While receiving the UN Country Rep and her team who were on a courtesy visit to his office in Calabar, Governor Ayade to them that “We have a moral and emotional burden to express some concerns, fears, agony and pains we have encountered in the course of our struggle as a small nation state within the nation state of Nigeria. The people of Bakassi and the people of Cross River state are indeed pained and hurt by the way and manner that a part of us has been ceded out.
“Rightly put in the way and manner you (Angele Dikongue) earlier put it, we have reduced our people, the people of Bakassi to be near stateless people, a people whose heritage, a people whose lifestyle, a people whose original means of living has been completely taken, a people whose fundamental human rights have been trampled upon, a people who were never consulted either by referendum or plebiscite to ask where they choose to belong, a people whose faith was decided in the high tables of cities where they know not, whose course the world has altered, their spirit and soul cries.

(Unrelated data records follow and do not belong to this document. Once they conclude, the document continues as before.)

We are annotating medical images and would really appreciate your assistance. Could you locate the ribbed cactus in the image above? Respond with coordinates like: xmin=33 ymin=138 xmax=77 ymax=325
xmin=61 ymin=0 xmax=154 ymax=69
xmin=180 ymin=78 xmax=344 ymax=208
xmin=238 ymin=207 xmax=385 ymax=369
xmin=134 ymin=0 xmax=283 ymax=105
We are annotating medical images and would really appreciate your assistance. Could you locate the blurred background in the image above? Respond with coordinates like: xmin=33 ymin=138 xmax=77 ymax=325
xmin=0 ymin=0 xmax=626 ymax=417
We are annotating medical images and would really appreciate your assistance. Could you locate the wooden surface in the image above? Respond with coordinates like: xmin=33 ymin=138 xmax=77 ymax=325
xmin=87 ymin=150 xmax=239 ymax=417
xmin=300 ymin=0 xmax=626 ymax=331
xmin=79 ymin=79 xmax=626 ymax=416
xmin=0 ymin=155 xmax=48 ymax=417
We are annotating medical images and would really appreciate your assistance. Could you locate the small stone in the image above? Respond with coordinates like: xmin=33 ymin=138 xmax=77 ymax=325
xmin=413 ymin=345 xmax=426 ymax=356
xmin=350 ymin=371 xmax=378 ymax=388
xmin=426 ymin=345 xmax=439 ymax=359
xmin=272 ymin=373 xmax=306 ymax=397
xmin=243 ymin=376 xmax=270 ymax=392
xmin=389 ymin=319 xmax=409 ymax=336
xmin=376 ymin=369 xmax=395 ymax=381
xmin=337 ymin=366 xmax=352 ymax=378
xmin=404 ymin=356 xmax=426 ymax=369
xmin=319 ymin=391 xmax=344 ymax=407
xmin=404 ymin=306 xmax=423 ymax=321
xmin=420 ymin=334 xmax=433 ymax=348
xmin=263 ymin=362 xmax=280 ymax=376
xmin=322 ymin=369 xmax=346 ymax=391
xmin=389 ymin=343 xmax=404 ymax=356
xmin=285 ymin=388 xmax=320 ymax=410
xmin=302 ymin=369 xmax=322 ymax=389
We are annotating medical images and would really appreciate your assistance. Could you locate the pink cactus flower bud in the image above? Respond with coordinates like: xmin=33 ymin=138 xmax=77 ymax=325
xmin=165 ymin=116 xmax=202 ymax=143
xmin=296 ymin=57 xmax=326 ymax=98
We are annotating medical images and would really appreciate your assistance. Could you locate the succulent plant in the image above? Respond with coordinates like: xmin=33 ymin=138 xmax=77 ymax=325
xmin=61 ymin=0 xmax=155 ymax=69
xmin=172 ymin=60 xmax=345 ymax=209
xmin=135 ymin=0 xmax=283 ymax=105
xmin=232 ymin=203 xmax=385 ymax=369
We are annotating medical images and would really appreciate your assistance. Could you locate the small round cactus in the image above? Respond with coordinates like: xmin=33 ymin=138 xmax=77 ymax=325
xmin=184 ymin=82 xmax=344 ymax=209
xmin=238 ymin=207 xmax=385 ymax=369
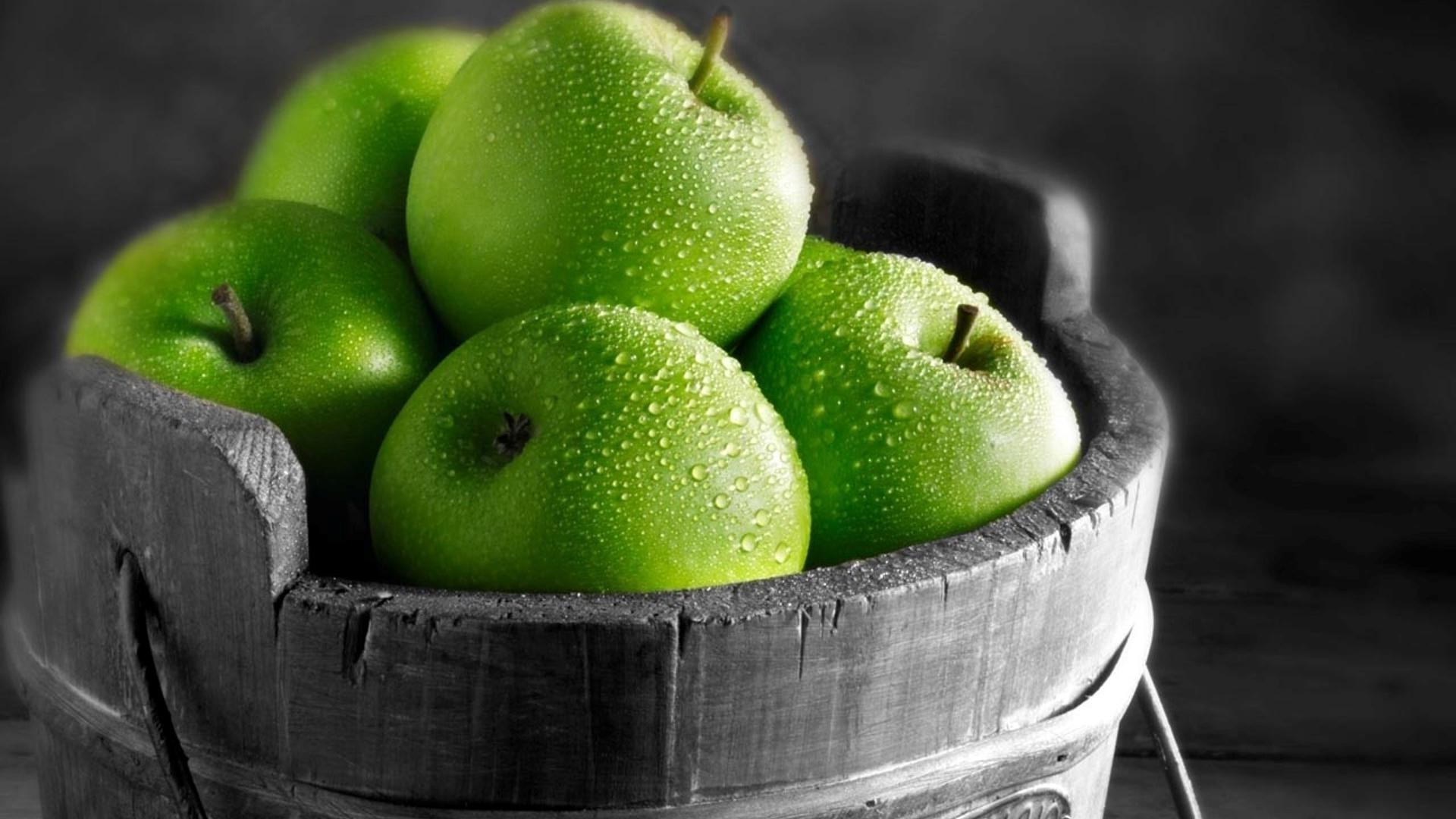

“There is no amount of peanuts, no amount of food, no amount of shelter that you provide that will reverse the hurt. The right thing is to allow a man the fundamental right to choose whom he intends to associate with, where he belongs and how he chooses to live.
“If it were another part of the country that suffered the same fate, the country will go to war.
“The United Nations must hear it loud and clear that it is an unsettled issue as there is no amount of dollars that can settle this and at the fullness of time, when the state is through with her economic challenges, they (Bakassi) will be back on the table, they will be back before the UN to ask for a plebiscite, they will be back before the UN to ask for what is fair and right; that the people of Bakassi have a right to choose where they want to live.”
Reacting to this development, Ita-Giwa, who has been at the forefront of the agitation for the resettlement of the Bakassi returnees, in a statement, expressed satisfaction that the state now has a governor who is sensitive and feels the pulse of her people.
According to the statement: “There is hunger in the refugee camp and over 80 per cent of the people are roaming the streets without shelter. There is no access to basic health care, no school for the children and now that the rain is here, their misery will increase.
“I am happy that my governor, Professor Ayade has taken up the issue of my people. This is a pointer to the fact that soon, my people shall be properly resettled. We have been deprived of our ancestral home.”
She encouraged Cross Riverians to support the governor in his bid to transform the fortunes of the state with his signature projects.